Audio Visual Scene-aware Dialog (AVSD) example for DSTC7

This is an implementation of the naive fusion of audio and video features targeted at the AVSD Challenge at DSTC7. Details of our scheme are in the following paper. While, the results in paper used a Chainer implementation of the system, the provided code is in PyTorch (translated from Chainer).

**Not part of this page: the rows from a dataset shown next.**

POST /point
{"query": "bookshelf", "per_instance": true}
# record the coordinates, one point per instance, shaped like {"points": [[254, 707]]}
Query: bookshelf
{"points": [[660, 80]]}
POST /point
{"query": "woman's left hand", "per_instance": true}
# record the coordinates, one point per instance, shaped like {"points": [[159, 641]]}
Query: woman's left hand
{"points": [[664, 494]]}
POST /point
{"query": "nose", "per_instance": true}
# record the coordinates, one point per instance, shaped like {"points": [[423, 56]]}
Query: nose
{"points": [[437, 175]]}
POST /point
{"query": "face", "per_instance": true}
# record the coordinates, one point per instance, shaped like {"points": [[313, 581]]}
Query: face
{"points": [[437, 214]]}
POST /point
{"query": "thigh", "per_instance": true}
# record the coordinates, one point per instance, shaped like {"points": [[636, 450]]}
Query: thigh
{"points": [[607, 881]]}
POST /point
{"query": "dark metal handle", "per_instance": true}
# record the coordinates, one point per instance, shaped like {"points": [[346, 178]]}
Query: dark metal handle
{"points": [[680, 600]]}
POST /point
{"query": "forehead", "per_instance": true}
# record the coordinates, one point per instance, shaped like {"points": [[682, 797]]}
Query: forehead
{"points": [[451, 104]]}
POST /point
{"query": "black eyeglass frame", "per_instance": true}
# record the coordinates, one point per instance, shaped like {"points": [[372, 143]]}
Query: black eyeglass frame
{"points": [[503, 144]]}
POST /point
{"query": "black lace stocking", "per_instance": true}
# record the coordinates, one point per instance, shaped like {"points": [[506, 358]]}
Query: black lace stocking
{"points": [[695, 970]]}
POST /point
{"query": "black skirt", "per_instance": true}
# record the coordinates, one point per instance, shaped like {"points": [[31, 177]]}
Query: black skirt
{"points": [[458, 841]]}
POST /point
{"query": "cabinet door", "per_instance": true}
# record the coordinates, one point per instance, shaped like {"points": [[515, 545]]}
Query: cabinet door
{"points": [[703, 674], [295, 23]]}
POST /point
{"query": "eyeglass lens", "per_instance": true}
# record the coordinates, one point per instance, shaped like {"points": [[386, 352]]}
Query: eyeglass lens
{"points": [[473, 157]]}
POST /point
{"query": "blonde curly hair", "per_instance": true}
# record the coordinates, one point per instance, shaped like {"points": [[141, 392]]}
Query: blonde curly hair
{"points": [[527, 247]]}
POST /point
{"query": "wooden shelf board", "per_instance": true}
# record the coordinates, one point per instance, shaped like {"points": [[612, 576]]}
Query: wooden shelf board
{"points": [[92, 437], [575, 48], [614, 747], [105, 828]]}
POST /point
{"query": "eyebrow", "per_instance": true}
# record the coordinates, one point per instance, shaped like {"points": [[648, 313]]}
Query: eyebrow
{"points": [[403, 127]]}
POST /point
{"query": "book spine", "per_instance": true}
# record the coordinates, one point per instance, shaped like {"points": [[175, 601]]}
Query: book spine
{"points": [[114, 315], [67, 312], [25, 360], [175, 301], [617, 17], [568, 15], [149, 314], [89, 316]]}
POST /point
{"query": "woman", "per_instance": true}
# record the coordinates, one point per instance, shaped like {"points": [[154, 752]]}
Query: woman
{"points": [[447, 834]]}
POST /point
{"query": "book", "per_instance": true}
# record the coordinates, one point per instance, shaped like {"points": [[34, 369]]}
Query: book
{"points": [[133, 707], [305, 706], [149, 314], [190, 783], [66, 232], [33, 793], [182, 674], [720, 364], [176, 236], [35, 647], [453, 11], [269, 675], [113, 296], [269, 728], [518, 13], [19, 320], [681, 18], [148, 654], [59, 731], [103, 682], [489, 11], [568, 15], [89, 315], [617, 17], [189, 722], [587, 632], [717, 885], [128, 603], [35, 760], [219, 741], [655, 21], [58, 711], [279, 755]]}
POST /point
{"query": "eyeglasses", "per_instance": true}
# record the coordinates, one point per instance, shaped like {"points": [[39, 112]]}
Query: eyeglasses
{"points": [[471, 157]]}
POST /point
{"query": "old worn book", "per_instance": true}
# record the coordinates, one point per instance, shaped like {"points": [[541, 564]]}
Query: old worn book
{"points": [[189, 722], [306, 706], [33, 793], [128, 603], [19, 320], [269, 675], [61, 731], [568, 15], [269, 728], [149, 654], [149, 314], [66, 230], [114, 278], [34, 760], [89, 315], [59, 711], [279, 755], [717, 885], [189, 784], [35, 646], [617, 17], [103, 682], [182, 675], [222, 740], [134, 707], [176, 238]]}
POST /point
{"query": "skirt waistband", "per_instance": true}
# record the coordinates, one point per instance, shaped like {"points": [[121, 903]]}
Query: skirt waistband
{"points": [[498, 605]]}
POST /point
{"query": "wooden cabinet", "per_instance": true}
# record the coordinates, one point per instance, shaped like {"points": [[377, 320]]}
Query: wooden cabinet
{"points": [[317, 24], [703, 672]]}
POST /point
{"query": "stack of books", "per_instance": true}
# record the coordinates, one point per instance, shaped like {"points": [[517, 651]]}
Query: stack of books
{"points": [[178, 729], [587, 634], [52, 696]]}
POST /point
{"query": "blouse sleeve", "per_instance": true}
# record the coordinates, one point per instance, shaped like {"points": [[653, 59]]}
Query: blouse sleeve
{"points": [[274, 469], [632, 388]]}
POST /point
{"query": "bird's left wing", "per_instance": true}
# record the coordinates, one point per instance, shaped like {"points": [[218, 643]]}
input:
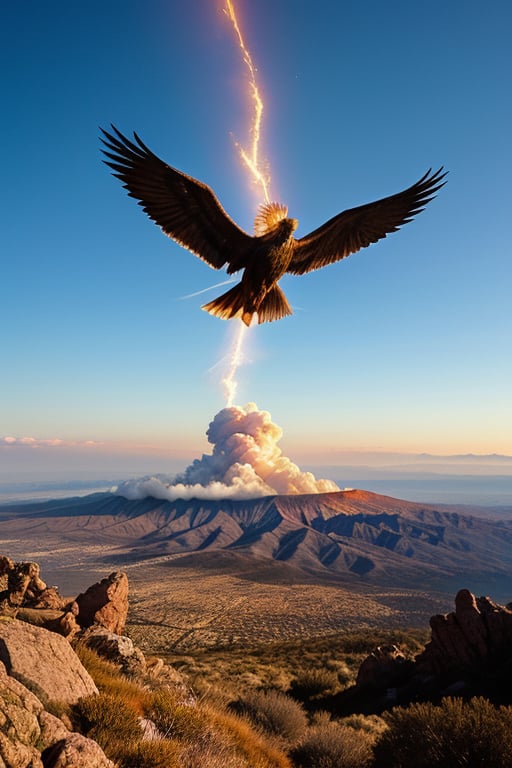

Please cite the paper for the baseline system without multimodal attention:

    @inproceedings{alamri@DSTC7,
            title={Audio Visual Scene-aware dialog (AVSD) Track for Natural Language Generation in DSTC7},
            author={Huda Alamri and Chiori Hori and Tim K. Marks and Dhruv Batra and Devi Parikh},
            booktitle={DSTC7 at AAAI2019 Workshop},
            year={2018}
    }

Please cite the paper for attentional multimoda fusion. https://arxiv.org/abs/1806.08409

  @article{hori2018end,
    title={End-to-End Audio Visual Scene-Aware Dialog using Multimodal Attention-Based Video Features},
    author={Hori, Chiori and Alamri, Huda and Wang, Jue and Winchern, Gordon and Hori, Takaaki and Cherian, Anoop and Marks, Tim K and Cartillier, Vincent and Lopes, Raphael Gontijo and Das, Abhishek and others},
    journal={arXiv preprint arXiv:1806.08409},
    year={2018}
  }

Required packages

  • python 2.7
  • pytorch 0.4.1
  • numpy
  • six
  • java 1.8.0 (for coco-evaluation tools)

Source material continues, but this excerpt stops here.